Mon Dec 4th through Sat the 9th, 2017 at Long Beach Convention Center
This paper solves an excellent theoretical problem: what are the limits of inducable matchings in bipartite graphs? This is a novel formulation in graph theory and the paper provides near tight scaling laws for the problem. Indeed, this problem is directly applicable in communication theory where interference and multi-user communication are accurately modeled by inducable matchings.
1. Why inducable matchings is a good model for multi-tasking is a bit unclear: in a multi-tasking problem what are the inputs and what are the outputs. It seems in a human or humanoid setting, the inputs are input sense streams and the outputs are action streams. In such a case, a task should use a subset of inputs to obtain a given output (for example, vision, hearing and tactile feedback to decide how to hold a paper cup). However, in the model, a task simply connects one input to one output.

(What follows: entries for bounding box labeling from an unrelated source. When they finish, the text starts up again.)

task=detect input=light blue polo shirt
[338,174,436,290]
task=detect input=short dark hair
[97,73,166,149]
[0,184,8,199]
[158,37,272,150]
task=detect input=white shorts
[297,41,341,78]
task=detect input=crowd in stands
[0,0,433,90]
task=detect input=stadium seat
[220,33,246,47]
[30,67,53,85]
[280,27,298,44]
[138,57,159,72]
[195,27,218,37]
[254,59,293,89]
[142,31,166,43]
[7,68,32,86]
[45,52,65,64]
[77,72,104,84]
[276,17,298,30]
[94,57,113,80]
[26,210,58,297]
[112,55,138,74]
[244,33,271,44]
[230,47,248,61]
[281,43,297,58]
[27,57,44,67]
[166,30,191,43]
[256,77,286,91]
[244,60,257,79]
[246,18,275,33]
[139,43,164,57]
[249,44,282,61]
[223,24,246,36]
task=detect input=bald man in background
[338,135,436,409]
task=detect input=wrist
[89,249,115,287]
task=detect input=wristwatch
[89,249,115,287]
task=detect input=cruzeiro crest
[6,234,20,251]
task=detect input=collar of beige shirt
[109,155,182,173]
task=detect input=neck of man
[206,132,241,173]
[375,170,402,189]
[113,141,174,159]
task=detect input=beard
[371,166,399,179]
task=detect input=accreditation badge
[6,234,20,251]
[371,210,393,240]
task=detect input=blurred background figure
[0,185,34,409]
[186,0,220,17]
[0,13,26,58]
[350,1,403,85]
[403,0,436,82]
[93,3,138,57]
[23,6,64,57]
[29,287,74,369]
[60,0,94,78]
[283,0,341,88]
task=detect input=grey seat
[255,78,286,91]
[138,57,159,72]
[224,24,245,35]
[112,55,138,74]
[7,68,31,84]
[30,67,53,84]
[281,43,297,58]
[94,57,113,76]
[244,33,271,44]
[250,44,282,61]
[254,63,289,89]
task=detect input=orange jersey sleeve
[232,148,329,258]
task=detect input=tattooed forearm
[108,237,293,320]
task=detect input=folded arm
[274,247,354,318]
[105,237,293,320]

2. The mathematical model of inducable matchings is quite interesting, and shows why the multi-tasking parameter could be of interest. The paper points out the pitfalls of using matchings as a proxy for multi-tasking and proposes this alternative formulation. Indeed, a future algorithmic problem is the calculation of some inducable matching coefficient given a graph.
3. The scaling laws connecting the degree of the graph to its multi-tasking ability is interesting, and it can potentially be used to design networks with appropriate overlaps for multi-tasking. While this model is not immediately applicable, the extremal graphs for inducable matchings can indeed inspire multitasking network architectures in future research.
4. Overall multi-tasking is an important problem and while the paper presents a fairly simplified model, the mathematical modeling has novelty and the results are quite interesting.
The paper considers an interesting ability of neural networks, named concurrent multitasking, and reveals its relation to the efficiency of shared representations, which is presented by the average degree d.
This paper first defines the multitasking capacity as the maximal induced matching of every matching in the original graph of size from 1 to n.
Then it proves that the multitasking capacity is upper bounded by f(d)n with f(d) approaches 0 as d grows.
The paper shows upper bounds in both regular and irregular graphs, but with different orders of d.
The topic studied in this paper is of interest.
The result is meaningful and its proofs look ok.
The result can give us some intuition about how to construct the neural network especially in the view of representation efficiency and multitasking capacity.
This work will encourage more people to move on to the research about neural network in theory.
There should be some intuitions or examples to explain why choosing d as the efficiency of representations and induced matching as the capacity of the multitasking.
The proofs are somewhat technical and most of them is presented in the supplementary material, so I just check some of them.
The authors lay an ambitious groundwork for studying the multitasking capability of general neural network architectures. They prove a variety of theorems concerning behavior of their defined criteria--the multitasking capacity \alpha--and how it relates to graph connectivity and size via graph matchings and degree.
Pros: The problem being studied is quite clearly motivated, and the authors present a genuinely novel new measure for attempting to understand the multitasking capability of networks. The authors fairly systematically calculate bounds on their parameter in a variety of different graph-theoretic scenarios.
Cons: It's unclear how practically useful the parameter \alpha will be for real networks currently in use. Admittedly, this work is preliminary, and the authors point out this shortcoming in their conclusion. While it is likely the topic of an upcoming study, it would benefit the thrust of the paper considerably if some \alpha's were calculated for networks that are actually in use, or *some* sort of numerical comparison were demonstrated (ex: it's recently become popular to train neural networks to perform multiple tasks simultaneously--what does \alpha have to say about the topologies of these networks?)
Plainly, it's not obvious from a first read of the paper that \alpha *means* anything short of being an abstract quantity one can calculate for graphs. Additional reads clarify the connection, but making some sort of empirical contact with networks used in practice (beyond the throwaway lines in the conclusion about pseudorandom graphs) would greatly clarify the practical use of (or even intuition for) the \alpha parameter.
That said, this reviewer thinks the article should still be accepted in the absence of such an empirical study, because performing such a study would likely (at least) double the length of the paper (which would be silly). At the minimum, though, this reviewer would appreciate a bit more discussion of the practical use of the parameter.